So, I have run into an interesting problem. In a LALR(1) Parser, how do you tell the difference between / for divide and / for starting a regular expression?
The lexer needs to be able to see the difference between these two operations, so, maybe its not the parsers fault? This would require flex (the lexer I am currently using) to be aware of the context it is in. It does support state based context, but the lexer has to be able to enter and exit the context. It is not callable from the parser generator. So, now I have a problem. Either I make the lexer do really complicated things, or I have a different kind of parser. Perl 5 has a bison based grammar but, its lexer is not at all sane. It has to do some tricky things to look around and find when a / is a regex vs a divide.
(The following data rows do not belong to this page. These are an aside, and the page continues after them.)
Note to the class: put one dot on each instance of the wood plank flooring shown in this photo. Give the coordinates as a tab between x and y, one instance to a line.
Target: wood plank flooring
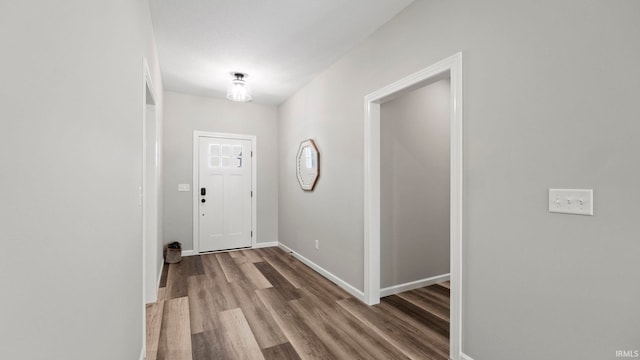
265	304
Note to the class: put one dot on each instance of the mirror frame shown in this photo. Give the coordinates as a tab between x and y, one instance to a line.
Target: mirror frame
314	172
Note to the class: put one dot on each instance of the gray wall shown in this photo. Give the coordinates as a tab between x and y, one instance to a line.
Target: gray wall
414	185
185	113
550	100
71	100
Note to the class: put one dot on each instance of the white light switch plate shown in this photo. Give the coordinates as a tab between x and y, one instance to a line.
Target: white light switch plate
571	201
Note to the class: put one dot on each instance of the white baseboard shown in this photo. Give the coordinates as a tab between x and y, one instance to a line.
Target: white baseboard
413	285
268	244
334	279
189	253
257	246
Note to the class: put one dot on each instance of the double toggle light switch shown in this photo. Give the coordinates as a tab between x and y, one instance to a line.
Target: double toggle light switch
571	201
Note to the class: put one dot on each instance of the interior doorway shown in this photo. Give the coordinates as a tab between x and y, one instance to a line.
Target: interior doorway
414	189
150	191
449	68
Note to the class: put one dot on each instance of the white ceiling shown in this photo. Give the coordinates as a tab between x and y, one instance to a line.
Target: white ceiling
281	44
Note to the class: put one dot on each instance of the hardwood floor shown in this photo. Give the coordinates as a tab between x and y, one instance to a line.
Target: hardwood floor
265	304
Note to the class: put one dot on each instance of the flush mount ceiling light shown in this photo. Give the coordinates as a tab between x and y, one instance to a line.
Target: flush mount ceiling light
238	91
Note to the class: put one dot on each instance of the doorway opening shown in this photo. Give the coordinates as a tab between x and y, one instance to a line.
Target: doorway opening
451	69
150	198
224	196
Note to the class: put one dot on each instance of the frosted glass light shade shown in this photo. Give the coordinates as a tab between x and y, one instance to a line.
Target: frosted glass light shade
239	91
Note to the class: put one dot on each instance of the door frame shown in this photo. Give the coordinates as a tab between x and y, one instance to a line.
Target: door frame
450	67
149	216
196	165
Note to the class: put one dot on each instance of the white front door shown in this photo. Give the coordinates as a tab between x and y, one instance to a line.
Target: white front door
224	193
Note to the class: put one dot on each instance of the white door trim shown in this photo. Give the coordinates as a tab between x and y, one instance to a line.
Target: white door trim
254	161
148	295
449	67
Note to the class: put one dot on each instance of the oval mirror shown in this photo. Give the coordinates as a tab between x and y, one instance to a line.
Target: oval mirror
307	164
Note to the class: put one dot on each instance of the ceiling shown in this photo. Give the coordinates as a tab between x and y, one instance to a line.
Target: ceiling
280	44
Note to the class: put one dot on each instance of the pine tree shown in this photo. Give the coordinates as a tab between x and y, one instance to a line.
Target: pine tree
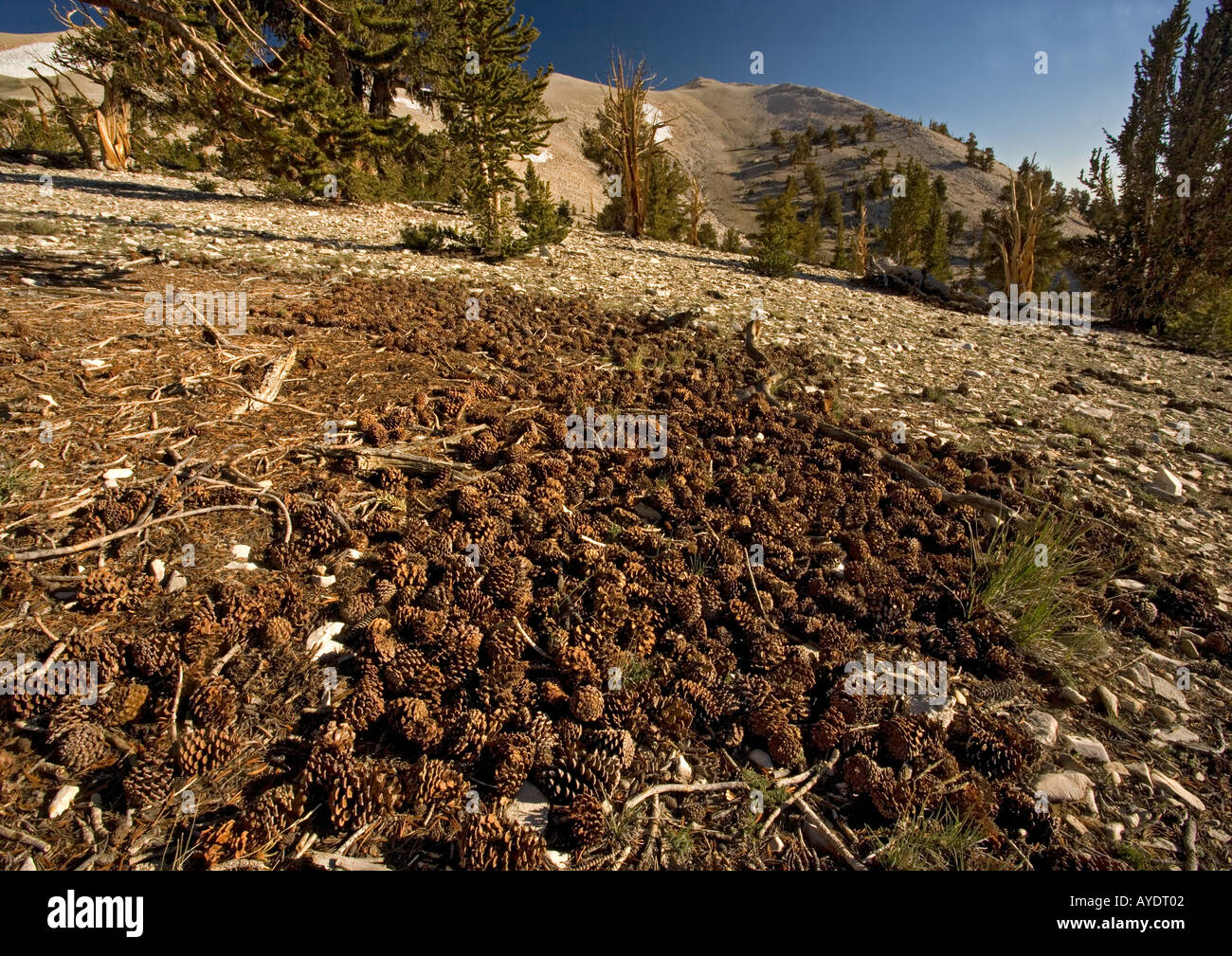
777	242
834	208
816	184
934	243
811	234
910	216
666	217
545	222
625	146
320	109
839	251
1162	243
492	107
1022	239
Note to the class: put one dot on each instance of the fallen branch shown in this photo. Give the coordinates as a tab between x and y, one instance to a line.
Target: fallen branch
828	839
336	861
8	834
371	459
826	767
709	787
123	532
270	387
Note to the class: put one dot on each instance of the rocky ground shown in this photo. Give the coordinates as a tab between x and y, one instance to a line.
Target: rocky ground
1125	435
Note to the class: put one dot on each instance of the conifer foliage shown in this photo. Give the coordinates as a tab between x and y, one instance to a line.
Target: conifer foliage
1163	235
493	110
775	251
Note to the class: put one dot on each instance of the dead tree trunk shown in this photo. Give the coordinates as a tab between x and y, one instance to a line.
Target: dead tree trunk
69	119
112	118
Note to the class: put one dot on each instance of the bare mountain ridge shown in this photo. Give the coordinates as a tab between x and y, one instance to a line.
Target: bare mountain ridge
722	130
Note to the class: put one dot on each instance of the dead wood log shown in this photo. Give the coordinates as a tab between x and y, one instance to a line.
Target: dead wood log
270	386
394	456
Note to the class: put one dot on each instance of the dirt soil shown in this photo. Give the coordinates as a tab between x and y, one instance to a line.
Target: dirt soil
541	656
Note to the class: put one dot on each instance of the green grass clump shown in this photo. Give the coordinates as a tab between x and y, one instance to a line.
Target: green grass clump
1036	581
932	843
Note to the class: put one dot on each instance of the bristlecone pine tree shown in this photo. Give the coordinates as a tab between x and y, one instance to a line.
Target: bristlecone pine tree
776	245
545	222
286	91
1022	239
910	216
492	107
626	149
1163	238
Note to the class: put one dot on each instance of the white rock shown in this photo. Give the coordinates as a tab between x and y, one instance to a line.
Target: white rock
1042	727
1166	484
1108	700
62	801
321	643
1064	787
1179	735
1177	790
1087	747
529	807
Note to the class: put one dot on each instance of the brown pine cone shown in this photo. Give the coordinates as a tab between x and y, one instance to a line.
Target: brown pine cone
149	780
214	702
205	749
411	718
587	704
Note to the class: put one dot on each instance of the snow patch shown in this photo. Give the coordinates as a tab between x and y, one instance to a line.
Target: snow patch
20	62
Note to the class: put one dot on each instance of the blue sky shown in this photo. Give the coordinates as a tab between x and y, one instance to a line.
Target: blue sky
969	63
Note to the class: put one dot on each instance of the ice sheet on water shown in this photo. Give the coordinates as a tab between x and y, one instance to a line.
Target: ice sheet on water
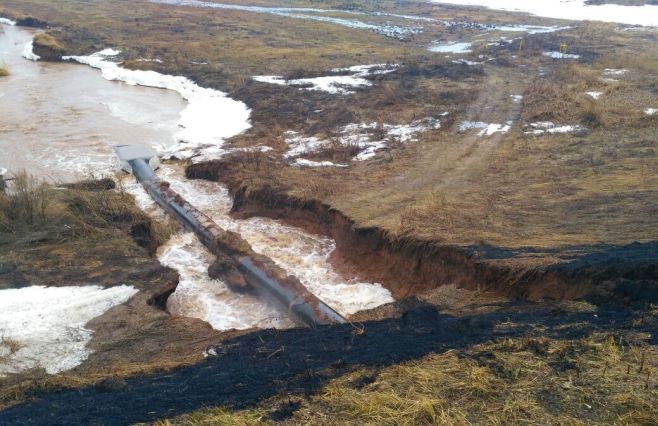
47	324
208	120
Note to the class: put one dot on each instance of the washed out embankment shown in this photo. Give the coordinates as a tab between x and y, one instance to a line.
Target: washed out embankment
408	266
237	263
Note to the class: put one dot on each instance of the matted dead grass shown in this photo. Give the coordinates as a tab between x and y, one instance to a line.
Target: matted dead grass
596	380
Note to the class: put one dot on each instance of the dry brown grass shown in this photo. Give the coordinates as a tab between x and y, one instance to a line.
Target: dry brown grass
601	379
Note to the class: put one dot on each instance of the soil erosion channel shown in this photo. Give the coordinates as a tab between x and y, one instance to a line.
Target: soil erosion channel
60	124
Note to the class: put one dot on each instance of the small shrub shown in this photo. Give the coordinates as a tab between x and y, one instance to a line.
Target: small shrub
27	201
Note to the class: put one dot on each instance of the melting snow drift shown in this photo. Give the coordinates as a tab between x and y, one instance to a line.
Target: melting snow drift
451	47
7	21
209	118
487	129
542	127
335	84
44	327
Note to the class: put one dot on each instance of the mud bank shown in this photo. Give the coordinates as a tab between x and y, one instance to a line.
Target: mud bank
407	266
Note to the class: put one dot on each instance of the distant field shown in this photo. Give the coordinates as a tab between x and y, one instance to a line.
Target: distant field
509	189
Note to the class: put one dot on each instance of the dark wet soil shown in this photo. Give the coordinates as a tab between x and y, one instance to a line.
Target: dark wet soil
251	368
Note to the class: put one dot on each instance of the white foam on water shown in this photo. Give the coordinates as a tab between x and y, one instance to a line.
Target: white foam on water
575	10
7	21
301	254
47	325
199	296
208	120
28	52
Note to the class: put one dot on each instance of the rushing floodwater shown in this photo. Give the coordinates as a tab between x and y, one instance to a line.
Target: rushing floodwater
60	121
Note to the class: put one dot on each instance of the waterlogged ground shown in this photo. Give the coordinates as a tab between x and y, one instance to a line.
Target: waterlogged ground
61	123
301	254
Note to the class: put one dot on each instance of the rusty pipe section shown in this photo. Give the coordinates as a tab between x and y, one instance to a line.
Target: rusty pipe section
260	272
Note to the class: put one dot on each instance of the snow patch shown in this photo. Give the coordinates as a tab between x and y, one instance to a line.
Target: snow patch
47	325
614	72
7	21
208	120
335	84
487	129
466	62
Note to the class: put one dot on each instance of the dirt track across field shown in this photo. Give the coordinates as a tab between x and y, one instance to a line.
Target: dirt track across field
254	367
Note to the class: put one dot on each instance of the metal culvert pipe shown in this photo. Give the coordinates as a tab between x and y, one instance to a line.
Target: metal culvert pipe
260	272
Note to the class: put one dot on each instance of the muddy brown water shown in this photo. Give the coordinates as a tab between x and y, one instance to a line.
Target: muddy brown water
59	121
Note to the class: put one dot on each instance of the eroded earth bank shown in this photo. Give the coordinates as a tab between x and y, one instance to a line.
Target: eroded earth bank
477	199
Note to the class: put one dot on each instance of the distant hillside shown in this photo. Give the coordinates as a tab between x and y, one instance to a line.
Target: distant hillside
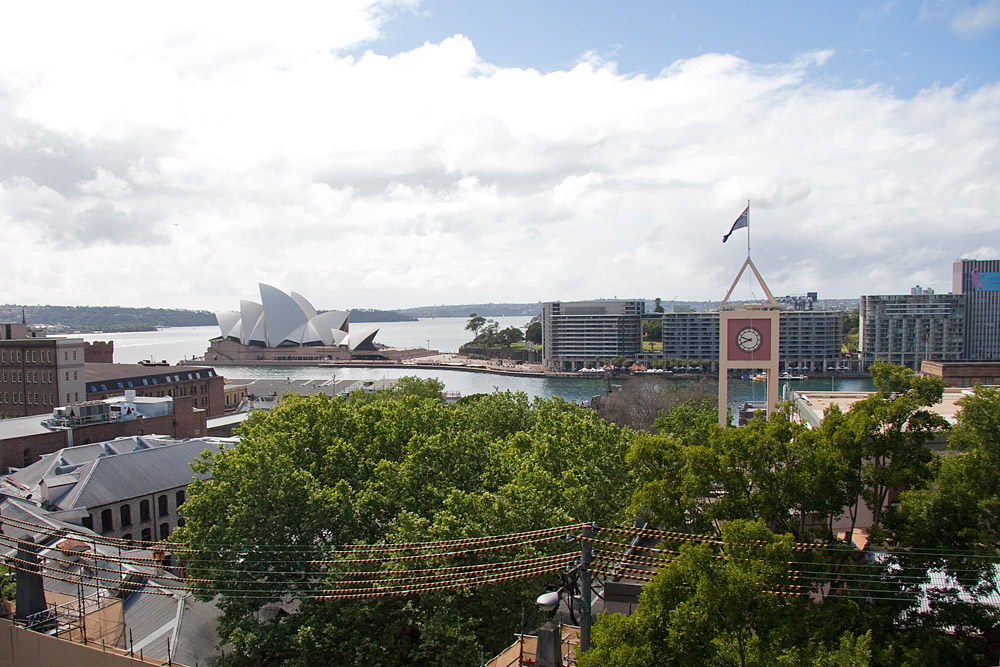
106	318
483	309
370	315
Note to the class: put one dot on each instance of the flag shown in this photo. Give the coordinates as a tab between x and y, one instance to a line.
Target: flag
741	222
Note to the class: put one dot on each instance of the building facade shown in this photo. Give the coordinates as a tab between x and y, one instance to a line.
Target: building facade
202	383
129	488
906	329
978	283
24	439
577	332
39	374
808	340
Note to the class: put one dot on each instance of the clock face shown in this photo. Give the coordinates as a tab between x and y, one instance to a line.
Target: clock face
749	339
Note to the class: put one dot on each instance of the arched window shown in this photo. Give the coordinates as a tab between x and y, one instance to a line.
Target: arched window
106	524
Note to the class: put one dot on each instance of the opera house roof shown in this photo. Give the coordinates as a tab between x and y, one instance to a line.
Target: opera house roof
282	320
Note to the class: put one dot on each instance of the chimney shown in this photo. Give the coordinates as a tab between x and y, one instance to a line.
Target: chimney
549	650
30	597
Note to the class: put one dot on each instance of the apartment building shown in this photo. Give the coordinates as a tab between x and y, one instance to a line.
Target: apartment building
977	281
907	329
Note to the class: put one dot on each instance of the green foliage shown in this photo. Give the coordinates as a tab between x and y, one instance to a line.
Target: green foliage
892	426
8	587
475	323
708	607
399	466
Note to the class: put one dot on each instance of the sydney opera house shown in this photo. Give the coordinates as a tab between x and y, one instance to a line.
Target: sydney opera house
286	327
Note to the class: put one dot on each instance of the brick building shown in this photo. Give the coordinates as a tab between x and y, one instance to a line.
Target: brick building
24	439
39	374
201	383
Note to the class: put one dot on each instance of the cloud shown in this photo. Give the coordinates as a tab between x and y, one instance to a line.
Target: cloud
225	157
977	19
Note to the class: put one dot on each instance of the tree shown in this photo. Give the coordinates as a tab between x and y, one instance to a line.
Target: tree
652	330
475	323
509	336
957	519
892	426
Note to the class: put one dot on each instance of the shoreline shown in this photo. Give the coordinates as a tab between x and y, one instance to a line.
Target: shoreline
474	366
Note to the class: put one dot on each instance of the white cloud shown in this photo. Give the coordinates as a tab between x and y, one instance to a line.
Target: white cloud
980	18
224	155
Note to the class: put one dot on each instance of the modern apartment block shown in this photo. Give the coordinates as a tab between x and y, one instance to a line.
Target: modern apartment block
809	340
906	329
977	281
38	374
575	332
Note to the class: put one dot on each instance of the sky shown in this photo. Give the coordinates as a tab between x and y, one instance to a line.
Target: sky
399	153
A simple example of this might be 5 / 5 / 5; If your parser/lexer is not very smart, that might seem like an integer followed by a regular expression followed by an integer. Or is it an integer divided by an integer divided by an integer? Well, I know thats a divide not an regular expression. But its proving difficult, in my limited knowledge of bison and flex, to make bison and flex understand this.
So, talking to some of the folks in the #perl6 IRC channel, it seems nqp and the STD.pm for perl 6 both use a LL strategy for parsing content. Bison produces a LALR(1) style parser, which is a look-ahead left recursion parser. Left recursion produces a bottom-up parser. A LALR(k) or GLR parser would also give me some trouble, since I would have less knowledge of what I am parsing coming from the bottom-up. That doesn’t mean its impossible to make a bottom-up parser for NQP and Perl 6 but it seems more difficult.
I may not understand all the parser details as much as I should, but it seems to me that for now I am going to come up with a LL style parser strategy.